What he does like are companies for which he can develop a congenial feeling that goes beyond numbers. His leading position in both of his funds, HudBay Minerals Inc. (HBM-TSX) is a zinc and copper miner for which he did consulting work. He bought shares in late 2004 at an average cost of $5.14; they closed Friday at $17.37. HudBay works familiar ground, for its main mine is in Flin Flon, Man., and its head office is in Winnipeg.
"This is a growth story," he said, but it is also a value story, trading at a 5.9 times $3.41 earnings for the 12 months ended June 30, 2006. HudBay earnings should rise to $7 a share for the year ended Dec. 31, propelling the stock to $30 within 12 months, he added.
Algoma Steel Inc. (AGA-TSX), based in Sault Ste.
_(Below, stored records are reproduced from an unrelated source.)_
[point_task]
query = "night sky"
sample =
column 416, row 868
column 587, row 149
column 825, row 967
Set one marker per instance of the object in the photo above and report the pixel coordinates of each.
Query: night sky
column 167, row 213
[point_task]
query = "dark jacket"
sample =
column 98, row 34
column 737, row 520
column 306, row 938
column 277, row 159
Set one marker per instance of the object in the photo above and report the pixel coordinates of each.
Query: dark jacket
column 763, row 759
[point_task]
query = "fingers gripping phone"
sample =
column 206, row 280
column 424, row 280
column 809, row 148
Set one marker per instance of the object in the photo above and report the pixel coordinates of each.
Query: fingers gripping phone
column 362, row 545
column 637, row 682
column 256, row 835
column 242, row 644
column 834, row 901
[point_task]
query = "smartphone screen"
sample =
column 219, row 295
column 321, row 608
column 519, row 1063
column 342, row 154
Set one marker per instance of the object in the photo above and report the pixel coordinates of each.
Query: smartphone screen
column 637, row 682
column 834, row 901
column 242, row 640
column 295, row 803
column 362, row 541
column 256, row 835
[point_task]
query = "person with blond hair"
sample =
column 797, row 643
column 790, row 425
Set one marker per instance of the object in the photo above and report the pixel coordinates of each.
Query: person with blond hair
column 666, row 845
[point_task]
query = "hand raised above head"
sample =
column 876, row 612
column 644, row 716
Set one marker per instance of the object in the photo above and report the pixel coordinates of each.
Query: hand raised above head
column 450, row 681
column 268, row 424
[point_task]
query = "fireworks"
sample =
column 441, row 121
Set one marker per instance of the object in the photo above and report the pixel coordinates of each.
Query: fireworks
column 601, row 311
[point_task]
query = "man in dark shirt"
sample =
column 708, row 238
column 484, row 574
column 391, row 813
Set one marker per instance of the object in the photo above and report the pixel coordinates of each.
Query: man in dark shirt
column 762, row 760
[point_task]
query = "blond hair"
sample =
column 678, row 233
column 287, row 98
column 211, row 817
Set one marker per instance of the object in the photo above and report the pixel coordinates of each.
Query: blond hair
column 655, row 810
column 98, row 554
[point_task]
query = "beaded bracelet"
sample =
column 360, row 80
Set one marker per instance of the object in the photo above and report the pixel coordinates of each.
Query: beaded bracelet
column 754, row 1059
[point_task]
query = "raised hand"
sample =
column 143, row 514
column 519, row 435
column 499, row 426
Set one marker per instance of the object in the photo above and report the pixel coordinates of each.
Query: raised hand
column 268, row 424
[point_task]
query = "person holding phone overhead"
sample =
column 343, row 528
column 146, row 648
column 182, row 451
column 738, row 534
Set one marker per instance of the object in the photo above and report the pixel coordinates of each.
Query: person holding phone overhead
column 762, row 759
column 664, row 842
Marie, Ont., has survived insolvency to become a hit of the global materials business. Shares that Mr. Decter bought in 2004 at an average cost of $26.45 closed at $32.32 Friday on the Toronto Stock Exchange. Priced at 5.4 times trailing earnings of $5.93 for the 12 months ended Sept. 30, 2006, the low valuation reflects investor apprehension that a decline in U.S. growth will hurt sales of steel to the auto industry, Mr. Decter said.
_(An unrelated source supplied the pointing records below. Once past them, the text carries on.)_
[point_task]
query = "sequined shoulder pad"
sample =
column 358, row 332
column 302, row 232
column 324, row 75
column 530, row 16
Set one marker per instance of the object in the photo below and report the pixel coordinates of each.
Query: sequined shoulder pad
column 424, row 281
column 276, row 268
That fear is misplaced, he explained, noting that Japanese car makers are building plants in Ontario that will be able to use Algoma's sheet steel and other products. He estimates that earnings can rise to $7.50 a share for the year ended Dec. 31, from $6 a year earlier. That would push the share price up to $39 within 12 months, he said.
Tim Hortons Inc. (THI-TSX), based in Oakville, Ont., has 2,625 stores. Coming out of a marriage to Wendy's International Inc., Hortons continues to flourish. Its sales were a third of Wendy's total, but accounted for two-thirds of its profits, Mr. Decter said. He bought the shares at a cost of $28.50. They closed Friday at $33.75. Earnings per share for the year ended Jan. 1, 2007, should rise to $1.50 from $1.19 a year earlier, pushing up the shares to $36, he said.